I was fortunate enough to sit on the Financial Markets Law Committee’s Working Group on Good Faith in Financial Contracts from 2021-22. I had the very great honour of learning from many eminent colleagues on that group during that time. That is where the idea for this book began. Of course, good faith has probably been the single most discussed subject in English contract law over the past decade, since the enormously significant judgment of Leggatt J (as he then was) in Yam Seng Pte Ltd v International Trade Corporation Ltd [2013] EWHC 111 (QB). As an initially US-trained lawyer, I am perhaps more sympathetic to the inclusion of a good faith duty in commercial contracts than many English law academics and practitioners. In writing this book, I have come to appreciate anew its enormous complexity, both in common and civil law jurisdictions, and across many different areas of commercial practice.There have been a number of books and journal articles dedicated to the idea of good faith in commercial contracts, both before and after the Yam Seng decision. However, most of those have focused either on a purely academic audience or an audience made up predominantly of practitioners. This book makes an effort to be of use to both audiences and I hope very much that will be the case. I have attempted to set out the law itself as clearly as possible. I hope that I have not neglected theoretical concerns, but the primary focus of the book is intended to be of use to those who wish to understand how a situation is likely to be interpreted, in light of the law as it is at present.

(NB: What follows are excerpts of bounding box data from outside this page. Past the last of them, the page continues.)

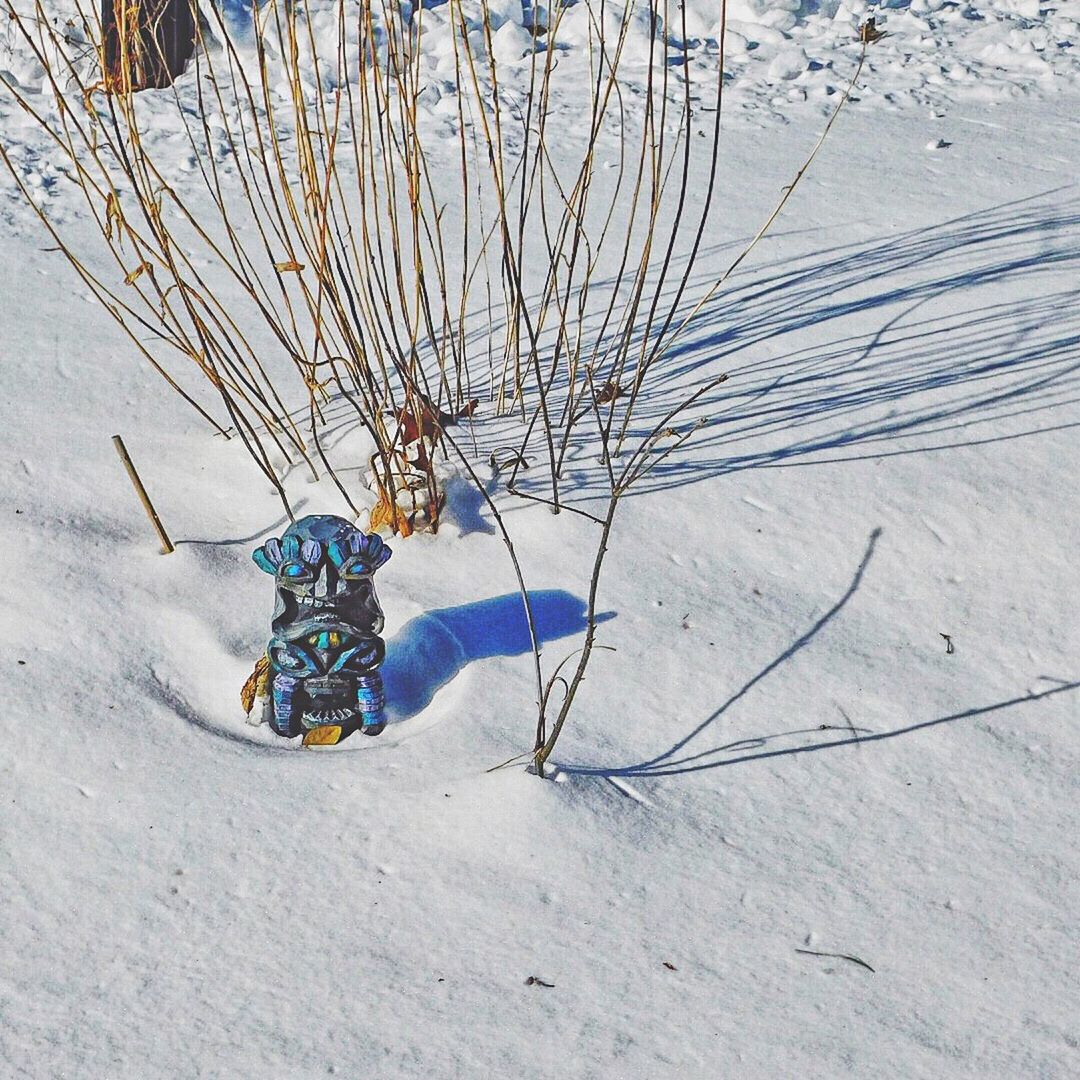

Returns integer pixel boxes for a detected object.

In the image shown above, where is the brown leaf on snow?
[240,652,270,716]
[367,498,413,537]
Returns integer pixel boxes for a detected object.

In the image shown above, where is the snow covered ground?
[0,0,1080,1080]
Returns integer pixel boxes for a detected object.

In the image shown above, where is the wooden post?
[112,435,176,555]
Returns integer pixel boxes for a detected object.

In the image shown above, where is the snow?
[0,0,1080,1078]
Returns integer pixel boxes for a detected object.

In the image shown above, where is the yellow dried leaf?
[303,724,341,746]
[124,262,153,285]
[367,498,413,537]
[240,652,270,716]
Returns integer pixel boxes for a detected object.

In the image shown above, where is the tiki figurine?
[252,514,390,745]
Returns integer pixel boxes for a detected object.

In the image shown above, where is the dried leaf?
[367,497,413,537]
[240,652,270,716]
[394,402,444,446]
[596,379,626,405]
[859,18,886,45]
[124,262,153,285]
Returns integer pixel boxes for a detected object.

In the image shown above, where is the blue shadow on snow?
[381,589,615,724]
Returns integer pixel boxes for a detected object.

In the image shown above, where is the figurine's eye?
[341,555,372,581]
[278,563,315,585]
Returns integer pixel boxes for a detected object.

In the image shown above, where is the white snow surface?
[0,0,1080,1080]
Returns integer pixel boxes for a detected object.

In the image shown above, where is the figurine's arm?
[271,672,300,739]
[356,672,387,735]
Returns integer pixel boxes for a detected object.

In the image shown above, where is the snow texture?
[0,0,1080,1080]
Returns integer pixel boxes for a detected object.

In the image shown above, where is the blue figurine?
[252,514,391,745]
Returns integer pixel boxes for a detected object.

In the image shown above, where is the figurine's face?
[273,557,383,636]
[253,516,390,656]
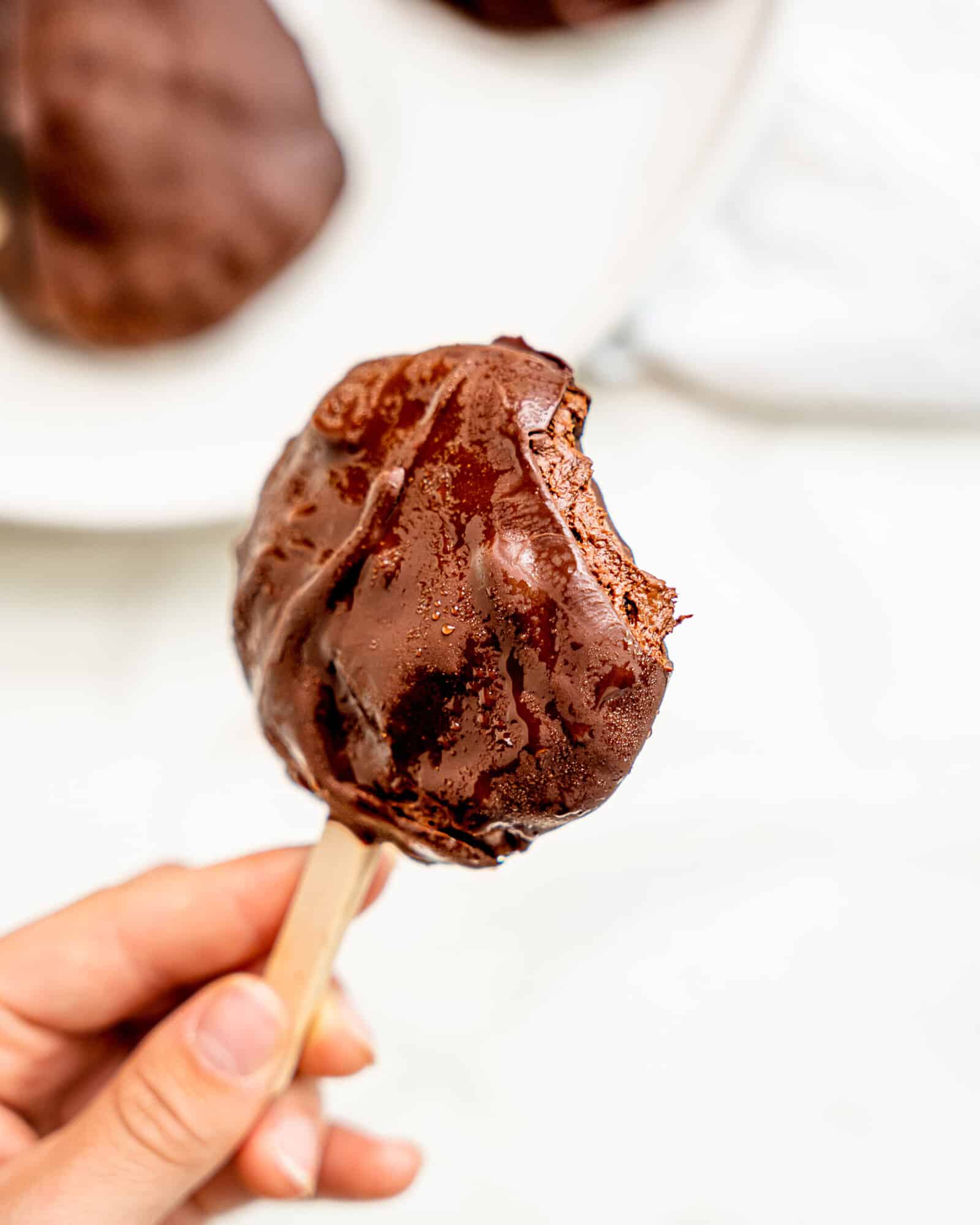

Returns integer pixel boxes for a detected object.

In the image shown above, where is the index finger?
[0,846,391,1034]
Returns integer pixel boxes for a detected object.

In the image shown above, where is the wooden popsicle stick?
[266,821,381,1093]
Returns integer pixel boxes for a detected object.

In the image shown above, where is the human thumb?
[11,974,287,1225]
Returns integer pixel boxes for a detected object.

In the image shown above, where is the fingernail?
[272,1115,321,1198]
[326,991,375,1063]
[194,976,285,1077]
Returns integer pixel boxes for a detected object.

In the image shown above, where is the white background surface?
[627,0,980,415]
[0,377,980,1225]
[0,0,775,528]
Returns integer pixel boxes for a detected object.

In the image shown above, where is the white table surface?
[0,377,980,1225]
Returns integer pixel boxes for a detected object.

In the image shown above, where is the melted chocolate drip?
[234,339,674,866]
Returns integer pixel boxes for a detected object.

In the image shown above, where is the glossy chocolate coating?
[0,0,343,345]
[448,0,658,29]
[234,339,674,867]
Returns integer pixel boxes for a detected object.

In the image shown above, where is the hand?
[0,849,419,1225]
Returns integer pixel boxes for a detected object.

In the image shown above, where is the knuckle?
[111,1062,206,1167]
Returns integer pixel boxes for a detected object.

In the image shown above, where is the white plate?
[0,0,775,528]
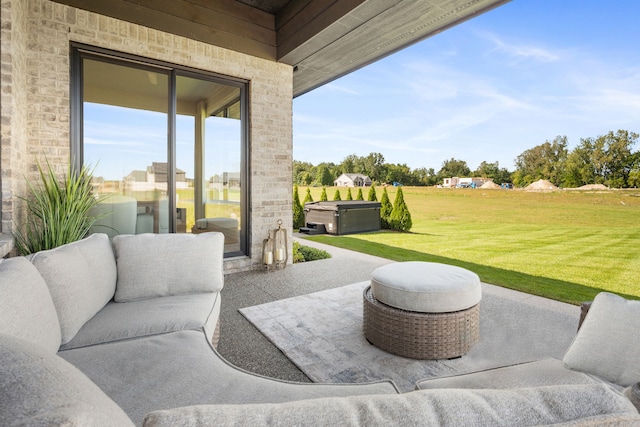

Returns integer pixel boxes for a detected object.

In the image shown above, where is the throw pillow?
[31,234,117,344]
[0,334,133,426]
[113,233,224,302]
[562,292,640,387]
[0,257,61,353]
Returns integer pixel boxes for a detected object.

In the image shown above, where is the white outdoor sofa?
[0,233,640,426]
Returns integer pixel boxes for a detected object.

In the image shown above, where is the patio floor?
[218,236,580,382]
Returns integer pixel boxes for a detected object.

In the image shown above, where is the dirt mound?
[524,179,558,191]
[578,184,609,190]
[479,181,500,189]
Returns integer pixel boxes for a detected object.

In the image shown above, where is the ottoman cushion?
[371,261,482,313]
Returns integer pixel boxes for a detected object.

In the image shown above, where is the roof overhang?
[56,0,510,97]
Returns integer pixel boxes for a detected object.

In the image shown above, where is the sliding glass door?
[72,47,248,255]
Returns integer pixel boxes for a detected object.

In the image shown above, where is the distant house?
[333,173,371,187]
[124,162,188,191]
[442,176,491,188]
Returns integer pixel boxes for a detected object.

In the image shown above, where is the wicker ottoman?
[363,262,482,359]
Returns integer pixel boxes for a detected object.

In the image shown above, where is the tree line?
[293,130,640,188]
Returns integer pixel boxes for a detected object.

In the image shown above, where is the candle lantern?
[273,219,289,269]
[262,231,276,271]
[262,219,289,271]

This book addresses the law relating to good faith in contracts and other agreements, and the practical, procedural and legal issues that arise in respect of this growing and often contentious area of law. This book is designed to assist lawyers negotiating and drafting various types of contracts and other agreements in respect of express and implied terms, and academics and students engaged in the study of contract law. Given the explosion of case law in England and Wales devoted to the issue of good faith over (roughly) the past decade, it is clear that an understanding of good faith is crucial to an understanding of the operation of English contract law and the law of other agreements, such as insurance, partnership and agency agreements.
It has long been established that there is no general doctrine requiring parties to act in good faith in contract law in England and Wales. English law has instead developed, as Lord Justice Bingham stated, ‘piecemeal solutions in response to demonstrated problems of unfairness’.[1] However, good faith affects commercial contracts in a number of ways, including with respect to the Braganza duty (duty of rationality), express obligations to enter into a contract in good faith, and implied good faith obligations, particularly with respect to relational (long term) contracts. This latter point has been the subject of a number of recent cases, such as the High Court’s initial decision in Yam Seng v International Trade Corporation (Yam Seng)[2] and the Supreme Court’s recent decision in Pakistan International Airline Corporation v Times Travel,[3] in which Lord Hodge stated that ‘English law has never recognised a general principle of good faith in contracting’.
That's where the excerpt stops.